Christine prend donc sur elle de déménager seule à Manchester, où se situe l’établissement (un véritable ­centre pour enfants sourds où Mackendrick a posé sa caméra), et confie sa fille aux bons soins de Dick Searle (Jack Hawkins), pédiatre bourru aux méthodes ­innovantes. Mais le retard ­accumulé par Mandy creuse un gouffre avec les autres enfants et rend difficile son intégration.

Angoisses de l’enfance et de la parentalité

Si l’on s’en fie à son seul ­argument, La Merveilleuse Histoire de Mandy a tout d’un film prophylactique, voué à sensibiliser les ­familles britanniques au bon ­dépistage de la surdité. D’où vient qu’il charrie alors des émotions si complexes, parfois contradictoires, et déborde la seule question du handicap, pour toucher aux angoisses élémentaires de ­l’enfance et de la parentalité, ­saisies comme en miroir ?

D’abord, grâce à une mise en scène extraordinaire, qui multiplie les figures de l’enfermement, pour les faire voler en éclats à mi-parcours, dans un geste libérateur d’une puissance inouïe. Monde clos, en effet, que l’intérieur londonien cossu et propret des ­parents de Mandy, qui ressemble presque à une maison de poupée, sans aucune prise ni ouverture sur l’extérieur.

Sensation d’isolement, lorsque Mackendrick étouffe à l’occasion la bande-son, pour mieux nous faire partager la subjectivité sourde de Mandy. Intense appel d’air, enfin, quand une infirmière de l’institut fait ressentir à Mandy les vibrations de sa propre voix, au moment précis où la fillette pousse un cri d’effroi. Le film montre l’apprentissage naître ainsi d’une apothéose de la peur et échappe alors complètement au particularisme du handicap, pour toucher à l’universel. Car ­apprendre est la douleur la plus communément partagée.

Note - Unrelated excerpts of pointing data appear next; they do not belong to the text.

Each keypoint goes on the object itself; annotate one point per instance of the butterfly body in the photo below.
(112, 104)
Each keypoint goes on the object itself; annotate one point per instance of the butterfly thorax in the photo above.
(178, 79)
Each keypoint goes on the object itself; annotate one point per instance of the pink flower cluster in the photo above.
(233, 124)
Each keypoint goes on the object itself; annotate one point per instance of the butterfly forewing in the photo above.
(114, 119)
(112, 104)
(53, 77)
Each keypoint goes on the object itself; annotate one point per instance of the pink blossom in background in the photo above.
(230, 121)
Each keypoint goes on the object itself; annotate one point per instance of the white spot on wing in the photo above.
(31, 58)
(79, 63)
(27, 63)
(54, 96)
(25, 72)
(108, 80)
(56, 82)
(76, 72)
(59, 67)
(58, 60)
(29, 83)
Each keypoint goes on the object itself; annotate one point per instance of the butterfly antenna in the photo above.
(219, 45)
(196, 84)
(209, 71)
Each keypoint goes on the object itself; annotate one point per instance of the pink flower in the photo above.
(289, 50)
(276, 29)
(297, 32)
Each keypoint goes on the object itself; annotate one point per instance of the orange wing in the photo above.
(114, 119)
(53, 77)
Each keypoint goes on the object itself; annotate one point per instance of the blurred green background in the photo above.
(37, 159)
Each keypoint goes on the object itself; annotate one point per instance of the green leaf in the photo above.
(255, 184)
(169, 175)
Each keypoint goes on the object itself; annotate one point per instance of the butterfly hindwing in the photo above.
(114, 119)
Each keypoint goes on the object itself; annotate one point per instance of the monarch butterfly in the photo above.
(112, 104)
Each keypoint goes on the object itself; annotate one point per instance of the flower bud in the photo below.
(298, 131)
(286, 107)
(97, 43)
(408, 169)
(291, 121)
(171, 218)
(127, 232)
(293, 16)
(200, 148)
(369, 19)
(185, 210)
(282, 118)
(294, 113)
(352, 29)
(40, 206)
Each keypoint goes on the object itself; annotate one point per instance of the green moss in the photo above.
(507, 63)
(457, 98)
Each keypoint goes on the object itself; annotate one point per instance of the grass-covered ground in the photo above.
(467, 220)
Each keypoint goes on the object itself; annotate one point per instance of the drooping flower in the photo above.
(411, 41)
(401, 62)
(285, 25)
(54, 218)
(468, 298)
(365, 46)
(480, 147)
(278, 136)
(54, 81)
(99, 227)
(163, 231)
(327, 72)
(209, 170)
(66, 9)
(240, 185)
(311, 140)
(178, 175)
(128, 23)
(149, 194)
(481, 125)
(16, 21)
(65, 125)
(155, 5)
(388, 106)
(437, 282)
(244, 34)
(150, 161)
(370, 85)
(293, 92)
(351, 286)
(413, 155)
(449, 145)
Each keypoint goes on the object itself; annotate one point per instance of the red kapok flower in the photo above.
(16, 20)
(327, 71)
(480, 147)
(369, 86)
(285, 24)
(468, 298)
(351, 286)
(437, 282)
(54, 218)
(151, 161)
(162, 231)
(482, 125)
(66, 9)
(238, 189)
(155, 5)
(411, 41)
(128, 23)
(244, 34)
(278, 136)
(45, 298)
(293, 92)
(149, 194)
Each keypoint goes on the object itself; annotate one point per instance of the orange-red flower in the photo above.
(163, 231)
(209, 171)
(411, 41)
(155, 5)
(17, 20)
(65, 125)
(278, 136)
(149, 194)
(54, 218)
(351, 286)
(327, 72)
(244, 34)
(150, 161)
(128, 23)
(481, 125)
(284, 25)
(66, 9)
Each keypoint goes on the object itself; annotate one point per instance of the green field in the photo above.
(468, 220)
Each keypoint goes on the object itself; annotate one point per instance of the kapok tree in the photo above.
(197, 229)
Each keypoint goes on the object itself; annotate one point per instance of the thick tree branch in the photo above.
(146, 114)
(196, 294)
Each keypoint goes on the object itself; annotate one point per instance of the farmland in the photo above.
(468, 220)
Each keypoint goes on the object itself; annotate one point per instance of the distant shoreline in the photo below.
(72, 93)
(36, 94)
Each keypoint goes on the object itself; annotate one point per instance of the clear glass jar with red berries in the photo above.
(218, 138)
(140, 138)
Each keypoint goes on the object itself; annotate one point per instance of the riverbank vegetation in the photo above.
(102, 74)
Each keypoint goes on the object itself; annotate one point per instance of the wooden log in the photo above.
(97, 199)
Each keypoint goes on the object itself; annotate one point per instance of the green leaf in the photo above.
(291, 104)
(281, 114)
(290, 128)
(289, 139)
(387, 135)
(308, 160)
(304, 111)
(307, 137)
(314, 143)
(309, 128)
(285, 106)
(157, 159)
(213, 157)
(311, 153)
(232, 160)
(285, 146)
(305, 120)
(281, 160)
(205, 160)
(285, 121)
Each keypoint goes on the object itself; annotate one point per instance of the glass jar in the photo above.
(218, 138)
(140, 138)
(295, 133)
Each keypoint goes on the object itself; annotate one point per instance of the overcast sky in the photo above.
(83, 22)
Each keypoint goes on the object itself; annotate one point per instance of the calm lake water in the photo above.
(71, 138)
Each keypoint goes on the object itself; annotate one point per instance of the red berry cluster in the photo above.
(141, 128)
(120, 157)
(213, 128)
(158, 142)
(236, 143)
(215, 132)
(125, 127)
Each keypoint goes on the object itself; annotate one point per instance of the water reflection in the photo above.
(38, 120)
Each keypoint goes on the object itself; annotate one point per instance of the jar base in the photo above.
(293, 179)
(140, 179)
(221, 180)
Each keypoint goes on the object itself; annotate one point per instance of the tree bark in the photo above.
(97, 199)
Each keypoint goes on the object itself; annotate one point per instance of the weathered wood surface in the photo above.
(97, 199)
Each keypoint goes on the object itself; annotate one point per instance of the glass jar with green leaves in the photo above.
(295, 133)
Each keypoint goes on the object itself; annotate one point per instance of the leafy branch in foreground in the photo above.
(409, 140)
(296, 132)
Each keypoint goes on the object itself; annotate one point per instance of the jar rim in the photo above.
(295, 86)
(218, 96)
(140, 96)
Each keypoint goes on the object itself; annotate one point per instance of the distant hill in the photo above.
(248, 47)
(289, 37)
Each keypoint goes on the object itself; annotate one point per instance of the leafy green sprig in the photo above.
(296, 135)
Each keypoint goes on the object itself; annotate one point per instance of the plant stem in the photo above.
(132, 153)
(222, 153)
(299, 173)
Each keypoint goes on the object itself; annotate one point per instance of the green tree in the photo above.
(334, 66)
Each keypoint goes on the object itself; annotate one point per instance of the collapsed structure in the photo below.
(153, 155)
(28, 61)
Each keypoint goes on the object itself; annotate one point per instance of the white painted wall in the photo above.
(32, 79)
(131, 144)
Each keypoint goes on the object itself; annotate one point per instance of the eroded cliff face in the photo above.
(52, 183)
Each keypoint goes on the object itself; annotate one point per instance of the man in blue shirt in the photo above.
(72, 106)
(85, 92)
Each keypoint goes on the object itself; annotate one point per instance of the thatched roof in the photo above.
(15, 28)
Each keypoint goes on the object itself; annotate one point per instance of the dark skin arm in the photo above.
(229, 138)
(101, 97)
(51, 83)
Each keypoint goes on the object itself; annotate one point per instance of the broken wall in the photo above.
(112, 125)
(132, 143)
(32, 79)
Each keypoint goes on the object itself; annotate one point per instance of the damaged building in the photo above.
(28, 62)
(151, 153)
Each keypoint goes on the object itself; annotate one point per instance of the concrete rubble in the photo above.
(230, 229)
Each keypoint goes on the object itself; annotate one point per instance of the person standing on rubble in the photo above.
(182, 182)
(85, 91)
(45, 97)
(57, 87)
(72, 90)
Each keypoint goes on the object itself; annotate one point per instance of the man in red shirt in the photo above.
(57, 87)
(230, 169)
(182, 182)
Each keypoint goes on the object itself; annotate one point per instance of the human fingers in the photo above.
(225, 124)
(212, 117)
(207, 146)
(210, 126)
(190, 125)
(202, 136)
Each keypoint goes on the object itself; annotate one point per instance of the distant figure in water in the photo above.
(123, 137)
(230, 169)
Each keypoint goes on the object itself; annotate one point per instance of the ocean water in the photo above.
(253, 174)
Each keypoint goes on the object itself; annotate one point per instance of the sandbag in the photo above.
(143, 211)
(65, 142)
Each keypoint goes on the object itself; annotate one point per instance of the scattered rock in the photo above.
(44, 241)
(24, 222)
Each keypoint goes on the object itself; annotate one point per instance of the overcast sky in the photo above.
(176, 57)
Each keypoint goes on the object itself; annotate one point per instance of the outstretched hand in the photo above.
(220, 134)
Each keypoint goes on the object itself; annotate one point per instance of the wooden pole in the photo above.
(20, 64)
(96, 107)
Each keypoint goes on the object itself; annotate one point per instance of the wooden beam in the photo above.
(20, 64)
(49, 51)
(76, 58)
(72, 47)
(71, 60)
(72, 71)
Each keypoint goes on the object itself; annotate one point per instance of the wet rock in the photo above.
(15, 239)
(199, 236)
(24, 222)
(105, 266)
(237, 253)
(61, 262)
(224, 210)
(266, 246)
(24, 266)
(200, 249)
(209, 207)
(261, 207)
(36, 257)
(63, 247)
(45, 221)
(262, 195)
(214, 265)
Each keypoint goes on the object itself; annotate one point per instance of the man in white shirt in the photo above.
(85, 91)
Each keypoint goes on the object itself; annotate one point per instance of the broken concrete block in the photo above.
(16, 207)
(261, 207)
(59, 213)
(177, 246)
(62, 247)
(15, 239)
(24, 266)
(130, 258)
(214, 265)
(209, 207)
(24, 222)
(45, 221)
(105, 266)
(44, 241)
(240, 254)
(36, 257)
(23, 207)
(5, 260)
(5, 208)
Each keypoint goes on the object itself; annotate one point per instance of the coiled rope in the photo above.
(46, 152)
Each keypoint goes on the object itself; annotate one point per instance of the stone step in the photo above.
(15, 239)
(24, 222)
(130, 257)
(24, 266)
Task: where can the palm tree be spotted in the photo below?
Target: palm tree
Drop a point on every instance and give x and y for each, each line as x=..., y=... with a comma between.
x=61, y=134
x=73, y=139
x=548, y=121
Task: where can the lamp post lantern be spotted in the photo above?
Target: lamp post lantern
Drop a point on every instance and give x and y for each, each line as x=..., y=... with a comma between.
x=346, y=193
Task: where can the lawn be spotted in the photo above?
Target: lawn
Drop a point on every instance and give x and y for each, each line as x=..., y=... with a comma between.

Les stridences du désaccord

Mais le handicap de la petite fille fonctionne aussi à rebours, comme une mise en crise du foyer britannique. La conjugalité se laisse envahir par les stridences du désaccord, de la séparation, du ­divorce, de l’adultère (l’affection très spéciale qui naît entre le ­docteur Dick Searle et Christine). Le handicap contribue surtout à mettre au jour le rapport de ­pouvoir tacite, voire de subordination, qui régit le foyer, à travers la tentation autocratique du père, détenteur de l’autorité et ­provenant d’un milieu plus riche que son épouse.

Le film s’apparente ainsi à une singulière plongée dans l’inquiétude et le doute, d’une famille dont les liens se détricotent ­irrémédiablement. Avec son propre enfant, le couple idéal voit naître en son sein un champ ­insoupçonné, celui de la différence. Son surgissement les chasse immédiatement de l’éden tant convoité de la bonne conformité aux normes sociales. Il faut en revenir alors aux premiers mots du film, que Christine ­prononce en voix off : « Harry et moi, nous nous prenons à rêver que Mandy devienne femme d’affaires, artiste, ou bien simple ménagère, comme moi»

Mandy, c’est l’autre au cœur de l’identique. C’est ­surtout un grand point d’interrogation adressé à ses parents, ­débusquant au fond d’eux-mêmes ce désir de reproduction sociale, à laquelle n’échappent souvent pas la majorité des enfants dits « normaux ».